1Universities Space Research Association, 10211 Wincopin Circle, Columbia, MD 21044, USA
2NASA Goddard Space Flight Center, Greenbelt, MD 20771, USA
3Northrop Grumman Information System, McLean, VA 22102, USA
4Science System and Applications, Inc., Lanham, MD 20706, USA
Abstract. The land surface plays a crucial role in regulating water and energy fluxes at the land–atmosphere (L–A) interface and controls many processes and feedbacks in the climate system. Land cover and vegetation type remains one key determinant of soil moisture content that impacts air temperature, planetary boundary layer (PBL) evolution, and precipitation through soil moisture–evapotranspiration coupling. In turn it will affect atmospheric chemistry and air quality.
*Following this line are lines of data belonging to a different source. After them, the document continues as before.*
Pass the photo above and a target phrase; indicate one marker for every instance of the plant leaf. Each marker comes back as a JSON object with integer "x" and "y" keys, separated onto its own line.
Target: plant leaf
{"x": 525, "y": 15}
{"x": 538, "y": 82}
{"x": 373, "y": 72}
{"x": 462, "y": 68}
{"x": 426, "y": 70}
This paper presents the results of a modeling study of the effect of land cover on some key L–A processes with a focus on air quality. The newly developed NASA Unified Weather Research and Forecast (NU-WRF) modeling system couples NASA's Land Information System (LIS) with the community WRF model and allows users to explore the L–A processes and feedbacks. Three commonly used satellite-derived land cover datasets, i.e. from the US Geological Survey (USGS) and University of Maryland (UMD) that are based on the Advanced Very High Resolution Radiometer (AVHRR) and from the Moderate Resolution Imaging Spectroradiometer (MODIS), bear large differences in agriculture, forest, grassland, and urban spatial distributions in the continental United States, and thus provide an excellent case to investigate how land cover change would impact atmospheric processes and air quality. The weeklong simulations demonstrate the noticeable differences in soil moisture/temperature, latent/sensible heat flux, PBL height, wind, NO2/ozone, and PM2.5 air quality. These discrepancies can be traced to associate with the land cover properties, e.g. stomatal resistance, albedo and emissivity, and roughness characteristics. It also implies that the rapid urban growth may have complex air quality implications with reductions in peak ozone but more frequent high ozone events.